Sono anni che i membri dello United Kingdom Independence Party tentano di superare la soglia di Westminster, e adesso ce l’hanno fatta davvero. Per la verità, i segnali di una imminente vittoria, seppur contenuta, andavano colti già da tempo. Ad esempio, quando appena lo scorso anno, alle elezioni amministrative, si avvicinarono di molto al totale dei voti ottenuti dal Partito Conservatore, e poi alle ultime europee, quando l’UKIP è riuscito a far eleggere ben 24 dei suoi deputati. Ma il risultato più importante sembrerebbe essere appunto quello ottenuto in patria, dove il partito di Nigel Farage ha piazzato il suo primo candidato in Parlamento. Si tratta di Douglas Carswell, il politico quarantatreenne antieuropeista, contro i matrimoni gay e che non vuol sentir parlare di riscaldamento globale. In realtà, questa, per Carswell, non è la prima volta al Parlamento britannico, dove si era già seduto in qualità di conservatore e dove, da oggi in poi, siederà sotto un nuovo simbolo. Il dato impressionante è che, nel seggio di Clacton, nell’Essex, nel sud-est del Paese, Carswell è riuscito a portare dalla sua parte ben il 60% degli elettori, in una zona tradizionalmente considerata una roccaforte del Partito Conservatore. Certo, c’è da specificare che le elezioni in questione si erano tenute proprio per riempire il seggio lasciato vacante dalla defezione dello stesso Carswell dal suo precedente partito, e che quel seggio lì se l’è ripreso pressappoco con gli stessi voti di quattro anni fa. Ma il fatto che l’elettorato locale, tra la fede nel partito e l’ammirazione per un candidato abbia scelto quest’ultima, non è da sottovalutare, perché potrebbe voler dire che in caso analogo di altri “passaggi” da uno schieramento all’altro, la situazione potrebbe ripetersi tale e quale. E allora, i seggi diventerebbero due, tre, quattro, e chissà quanti altri.

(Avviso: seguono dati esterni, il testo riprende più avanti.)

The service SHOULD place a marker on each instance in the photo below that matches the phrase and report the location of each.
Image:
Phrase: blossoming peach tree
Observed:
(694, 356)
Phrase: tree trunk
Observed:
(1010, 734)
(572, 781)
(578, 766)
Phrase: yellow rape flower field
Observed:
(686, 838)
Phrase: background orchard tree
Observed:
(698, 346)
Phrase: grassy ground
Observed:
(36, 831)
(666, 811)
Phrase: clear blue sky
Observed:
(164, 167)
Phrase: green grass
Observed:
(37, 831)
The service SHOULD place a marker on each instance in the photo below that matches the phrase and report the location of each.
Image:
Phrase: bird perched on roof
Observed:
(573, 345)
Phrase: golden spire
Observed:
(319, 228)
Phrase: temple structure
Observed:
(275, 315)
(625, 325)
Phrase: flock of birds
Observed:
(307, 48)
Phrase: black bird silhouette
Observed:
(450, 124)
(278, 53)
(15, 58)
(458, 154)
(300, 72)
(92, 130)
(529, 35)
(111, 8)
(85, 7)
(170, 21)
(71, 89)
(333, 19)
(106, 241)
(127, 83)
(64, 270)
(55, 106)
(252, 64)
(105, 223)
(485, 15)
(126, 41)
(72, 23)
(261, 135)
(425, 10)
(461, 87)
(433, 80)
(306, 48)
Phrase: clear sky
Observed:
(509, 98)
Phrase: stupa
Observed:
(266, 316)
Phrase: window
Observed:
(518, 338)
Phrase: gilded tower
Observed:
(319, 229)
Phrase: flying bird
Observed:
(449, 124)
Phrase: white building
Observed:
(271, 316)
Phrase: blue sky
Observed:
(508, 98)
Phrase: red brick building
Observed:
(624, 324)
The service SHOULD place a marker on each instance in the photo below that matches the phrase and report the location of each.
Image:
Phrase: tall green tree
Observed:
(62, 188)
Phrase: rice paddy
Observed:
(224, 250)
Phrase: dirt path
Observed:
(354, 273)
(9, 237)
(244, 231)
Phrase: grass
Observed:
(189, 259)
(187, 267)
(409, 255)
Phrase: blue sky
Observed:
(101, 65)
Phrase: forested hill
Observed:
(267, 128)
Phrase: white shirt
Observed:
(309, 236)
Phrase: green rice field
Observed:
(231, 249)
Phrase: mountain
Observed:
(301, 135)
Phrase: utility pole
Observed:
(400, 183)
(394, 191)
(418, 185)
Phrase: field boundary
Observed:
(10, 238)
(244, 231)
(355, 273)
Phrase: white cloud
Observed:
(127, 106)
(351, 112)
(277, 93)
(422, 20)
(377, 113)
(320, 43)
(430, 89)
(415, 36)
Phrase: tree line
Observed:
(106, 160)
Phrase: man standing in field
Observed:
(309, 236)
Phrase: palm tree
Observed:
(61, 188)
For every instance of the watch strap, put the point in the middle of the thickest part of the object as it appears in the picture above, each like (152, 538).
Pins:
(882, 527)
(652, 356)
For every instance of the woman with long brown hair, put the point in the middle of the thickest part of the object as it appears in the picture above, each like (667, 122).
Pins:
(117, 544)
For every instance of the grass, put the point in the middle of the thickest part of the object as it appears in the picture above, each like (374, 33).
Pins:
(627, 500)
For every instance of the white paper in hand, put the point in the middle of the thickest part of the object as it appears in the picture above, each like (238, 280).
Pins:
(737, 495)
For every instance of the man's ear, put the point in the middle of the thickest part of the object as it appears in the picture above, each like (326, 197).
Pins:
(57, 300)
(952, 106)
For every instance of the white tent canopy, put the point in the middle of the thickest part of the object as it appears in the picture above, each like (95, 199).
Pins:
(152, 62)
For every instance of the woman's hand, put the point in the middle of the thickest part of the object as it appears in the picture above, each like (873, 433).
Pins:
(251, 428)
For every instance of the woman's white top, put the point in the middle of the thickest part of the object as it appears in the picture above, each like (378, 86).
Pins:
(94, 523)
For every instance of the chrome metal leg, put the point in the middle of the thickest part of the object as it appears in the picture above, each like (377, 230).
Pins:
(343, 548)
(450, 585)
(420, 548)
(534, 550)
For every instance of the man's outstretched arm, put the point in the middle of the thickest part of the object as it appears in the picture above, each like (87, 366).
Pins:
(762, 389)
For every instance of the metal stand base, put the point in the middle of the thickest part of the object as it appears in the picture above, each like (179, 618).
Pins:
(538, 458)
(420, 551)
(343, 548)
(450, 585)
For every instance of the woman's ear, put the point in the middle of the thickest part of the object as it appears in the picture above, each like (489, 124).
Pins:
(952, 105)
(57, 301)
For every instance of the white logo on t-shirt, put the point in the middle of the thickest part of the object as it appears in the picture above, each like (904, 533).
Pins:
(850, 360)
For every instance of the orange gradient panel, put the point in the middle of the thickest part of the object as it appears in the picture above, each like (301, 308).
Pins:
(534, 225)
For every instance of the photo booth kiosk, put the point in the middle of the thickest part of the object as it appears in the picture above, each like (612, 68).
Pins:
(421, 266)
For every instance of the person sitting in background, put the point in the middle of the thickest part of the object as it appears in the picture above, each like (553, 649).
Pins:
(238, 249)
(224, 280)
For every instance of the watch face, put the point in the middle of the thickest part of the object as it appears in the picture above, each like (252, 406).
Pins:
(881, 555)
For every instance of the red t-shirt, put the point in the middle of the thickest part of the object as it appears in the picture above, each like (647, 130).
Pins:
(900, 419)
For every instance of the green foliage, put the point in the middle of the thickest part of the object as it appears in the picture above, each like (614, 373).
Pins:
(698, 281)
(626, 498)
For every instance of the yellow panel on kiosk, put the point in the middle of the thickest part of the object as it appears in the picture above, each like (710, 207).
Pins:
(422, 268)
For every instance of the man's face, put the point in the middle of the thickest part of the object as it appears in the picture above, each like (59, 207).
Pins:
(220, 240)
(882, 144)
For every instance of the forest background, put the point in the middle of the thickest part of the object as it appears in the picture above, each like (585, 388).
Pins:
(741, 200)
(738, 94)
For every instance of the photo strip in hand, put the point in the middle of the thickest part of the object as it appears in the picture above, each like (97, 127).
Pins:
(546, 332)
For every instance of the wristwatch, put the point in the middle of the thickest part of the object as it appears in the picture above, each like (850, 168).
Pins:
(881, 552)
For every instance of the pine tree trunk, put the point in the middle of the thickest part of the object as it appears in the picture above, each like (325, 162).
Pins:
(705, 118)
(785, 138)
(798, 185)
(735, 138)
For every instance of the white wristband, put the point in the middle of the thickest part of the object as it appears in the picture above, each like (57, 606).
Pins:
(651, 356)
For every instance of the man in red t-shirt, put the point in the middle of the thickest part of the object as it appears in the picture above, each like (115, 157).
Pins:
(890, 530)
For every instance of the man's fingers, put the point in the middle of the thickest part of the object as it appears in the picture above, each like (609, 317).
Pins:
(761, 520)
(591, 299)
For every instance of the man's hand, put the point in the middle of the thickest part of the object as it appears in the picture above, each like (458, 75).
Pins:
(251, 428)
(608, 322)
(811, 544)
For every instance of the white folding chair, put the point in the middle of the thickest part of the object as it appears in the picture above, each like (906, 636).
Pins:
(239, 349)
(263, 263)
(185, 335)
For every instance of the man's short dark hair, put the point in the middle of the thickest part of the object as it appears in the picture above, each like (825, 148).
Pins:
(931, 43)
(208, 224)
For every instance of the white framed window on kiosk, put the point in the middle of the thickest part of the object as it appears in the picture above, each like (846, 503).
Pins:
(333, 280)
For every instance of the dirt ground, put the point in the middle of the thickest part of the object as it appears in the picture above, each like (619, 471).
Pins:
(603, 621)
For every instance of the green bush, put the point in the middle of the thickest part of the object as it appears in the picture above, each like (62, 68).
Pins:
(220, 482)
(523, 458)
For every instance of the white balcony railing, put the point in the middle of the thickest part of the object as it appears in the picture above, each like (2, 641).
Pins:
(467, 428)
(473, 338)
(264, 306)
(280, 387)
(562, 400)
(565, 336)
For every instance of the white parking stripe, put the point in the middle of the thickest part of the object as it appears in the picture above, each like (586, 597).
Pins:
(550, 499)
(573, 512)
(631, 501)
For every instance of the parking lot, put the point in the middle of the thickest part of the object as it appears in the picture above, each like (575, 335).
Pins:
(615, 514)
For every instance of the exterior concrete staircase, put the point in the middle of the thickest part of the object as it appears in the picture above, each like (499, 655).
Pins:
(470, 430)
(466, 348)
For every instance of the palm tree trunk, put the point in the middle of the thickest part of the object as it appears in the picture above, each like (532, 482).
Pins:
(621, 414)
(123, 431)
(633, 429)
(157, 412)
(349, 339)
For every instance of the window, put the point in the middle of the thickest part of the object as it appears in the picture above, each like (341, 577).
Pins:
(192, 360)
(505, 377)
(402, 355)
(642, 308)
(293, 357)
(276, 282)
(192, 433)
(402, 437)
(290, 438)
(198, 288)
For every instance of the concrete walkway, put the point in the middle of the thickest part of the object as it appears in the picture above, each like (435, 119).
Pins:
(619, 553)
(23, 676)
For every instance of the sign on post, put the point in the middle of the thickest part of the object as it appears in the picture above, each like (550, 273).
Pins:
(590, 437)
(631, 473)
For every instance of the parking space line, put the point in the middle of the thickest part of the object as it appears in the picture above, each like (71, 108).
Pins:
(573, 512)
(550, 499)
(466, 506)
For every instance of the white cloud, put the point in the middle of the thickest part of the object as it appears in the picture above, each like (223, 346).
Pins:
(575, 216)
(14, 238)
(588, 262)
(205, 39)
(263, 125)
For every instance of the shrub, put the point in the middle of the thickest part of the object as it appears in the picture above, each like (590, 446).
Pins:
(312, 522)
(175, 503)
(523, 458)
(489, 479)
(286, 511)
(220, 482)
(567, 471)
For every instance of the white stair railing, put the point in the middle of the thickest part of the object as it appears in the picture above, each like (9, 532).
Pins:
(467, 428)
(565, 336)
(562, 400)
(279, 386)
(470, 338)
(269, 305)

Per di più, si aggiunga che nel giro di poche ore l’UKIP ha riportato un risultato che non si può definire vittoria, ma un successo, forse sì. Stiamo parlando del distretto di Heywood e Middleton, stavolta nel nord-ovest della Gran Bretagna, dove a vincere è stata la candidata laburista Liz McInnes, ma l’indipendentista John Binkley è arrivato secondo facendo perdere terreno agli avversari. Nigel Farage, leader del Partito per l’Indipendenza, ha ironizzato sul risultato affermando che, se da tempo immemorabile al sud predominano i conservatori e al nord la sinistra, la sua è ormai l’unica forza politica in grado di ottenere consensi omogenei da un capo all’altro dell’isola. La difficoltà cui va incontro Farage, tuttavia, è costituita dal fatto che il sistema elettorale britannico non favorisce la rappresentanza proporzionale su base nazionale, anzi. Il che vuol dire che avere la maggioranza in Parlamento non significa necessariamente avere la maggioranza nel Paese. Ma, al tempo stesso, questo non significa che si tratti di un risultato da prendere sotto gamba per i due principali partiti inglesi: le forze e i movimenti che si battono per il ritiro dall’Unione Europea sono sempre più agguerrite e numerose nel continente, e non c’è bisogno di andare a guardare al di là delle Alpi per sentirne parlare, dal M5S di Beppe Grillo alla più “anziana” Lega Nord; e anche al di fuori dei nostri confini, la Coalizione della Sinistra Radicale in Grecia e il Fronte Nazionale di Marine Le Pen non scherzano mica. Se il sistema elettorale di cui si parlava non permetterà all’UKIP di salire al governo a scapito di Labour e Tories, ciò non toglie che possa almeno fargli tremare la terra sotto i piedi.
Il prossimo mese, un altro ex conservatore passato al Partito per l’Indipendenza, Mark Reckless, si presenterà alle elezioni nel distretto di Rochester, e allora potrebbe anche diventare il secondo deputato indipendentista d’Inghilterra. Il Paese ha già scansato il pericolo della secessione della Scozia un mese fa, e magari nell’arco di un paio d’anni laburisti e conservatori si riprenderanno i consensi che hanno perso ultimamente, ma non sarebbe errato dire che il 2014, per la Gran Bretagna, è stato l’anno in cui lo sconvolgimento politico sembrava giusto dietro l’angolo.